Don't get me wrong, we have our challenges. I'm not pretending Alvin and Alex know everything, but it's been a fun journey.
Rilie and Jackson have loved how much less school we do. I've done a much better job at balancing my time more in favor of their needs. With the warmer weather, we play outside more. We read a lot of books! That is their favorite pass time. They enjoy playing pretend with their brothers: monsters, pirates, soldiers, etc. Jackson has the more adorable karate chop, matched with a high pitch, "Hi-ya!" Rilie and he karate chop each other and invisible foes.
Rilie and Jackson are learning the alphabet. Rilie is learning how to draw letters. He has started writing/drawing with his left hand again. He has been a consistent "righty" the past year. Sometimes, he writes/draws with both hands at the same time. He does this mostly with symmetrical things, like a capitalized "A". Rilie is also counting again. When he was two years old, he could count to 20, but that went away and he couldn't count at all for a year. Now, he can consistently count to 6, and missing a number here and there to 12. Jackson has about 50 words and loves to sing. He very dramatically sings "Leh-i-go, Leh-i-go" over and over again, while gracefully alternating his hands in the air like he is shooting snow.
We've started eating on a schedule. It has improved bed time with Rilie and Jackson. We start our bed time routine at 7pm and usually they're asleep by 8pm. The goal is to do activities with Alvin and Alex that are hard to do during the day with Rilie and Jackson: build circuits, play board games, etc. They have us, or one of us, from whenever we get the younger ones asleep, until 8:30pm. Since our school schedule is set up around Rilie and Jackson's needs, it's been good to add this, so Alvin and Alex feel their growing interests are valued too.
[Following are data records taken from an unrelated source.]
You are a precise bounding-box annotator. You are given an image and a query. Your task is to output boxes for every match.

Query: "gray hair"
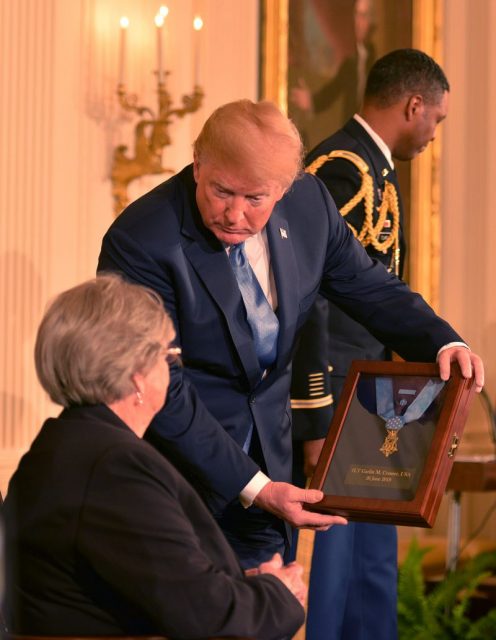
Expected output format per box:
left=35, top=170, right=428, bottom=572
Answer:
left=35, top=274, right=173, bottom=407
The joys of finding balance as a parent.
As for activities: We went to the NW Museum and Campbell House, Spokane Family Dairy Farm, Kelly Alpaca Farm, Board Game club (This has been a huge hit! We had over 20 kids come last month), Kindermusik... and just hanging out with friends.
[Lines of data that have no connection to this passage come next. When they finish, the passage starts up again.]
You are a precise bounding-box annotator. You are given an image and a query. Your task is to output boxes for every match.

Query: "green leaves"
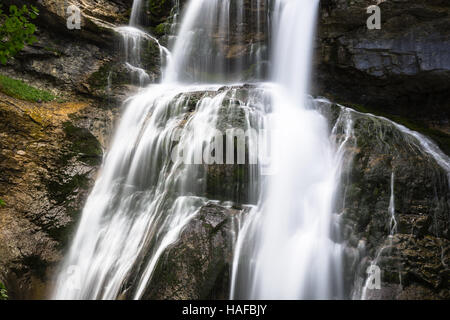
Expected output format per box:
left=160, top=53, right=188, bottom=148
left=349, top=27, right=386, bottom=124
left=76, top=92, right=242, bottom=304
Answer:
left=0, top=282, right=7, bottom=300
left=0, top=4, right=39, bottom=64
left=0, top=198, right=5, bottom=206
Cub Scouts: Alvin earned his Bear Badge, Alex earned his Wolf badge. They have many Arrow Points. We enjoyed Pinewood Derby. The boys didn't place, and they were frustrated at times. We talked about how much fun they had designing and making their cars. How they got to make them however they wanted. I encouraged them to "study" the other cars and see what they wanted to do different. They didn't want to, and that's okay. Nick thinks next year, he'll look up videos and tutorials for them to look at together, and then let them decide how to make their cars. We don't need them placing, but since they wish to win... we thought we could educate them on how to design a car and let them decide to use that knowledge.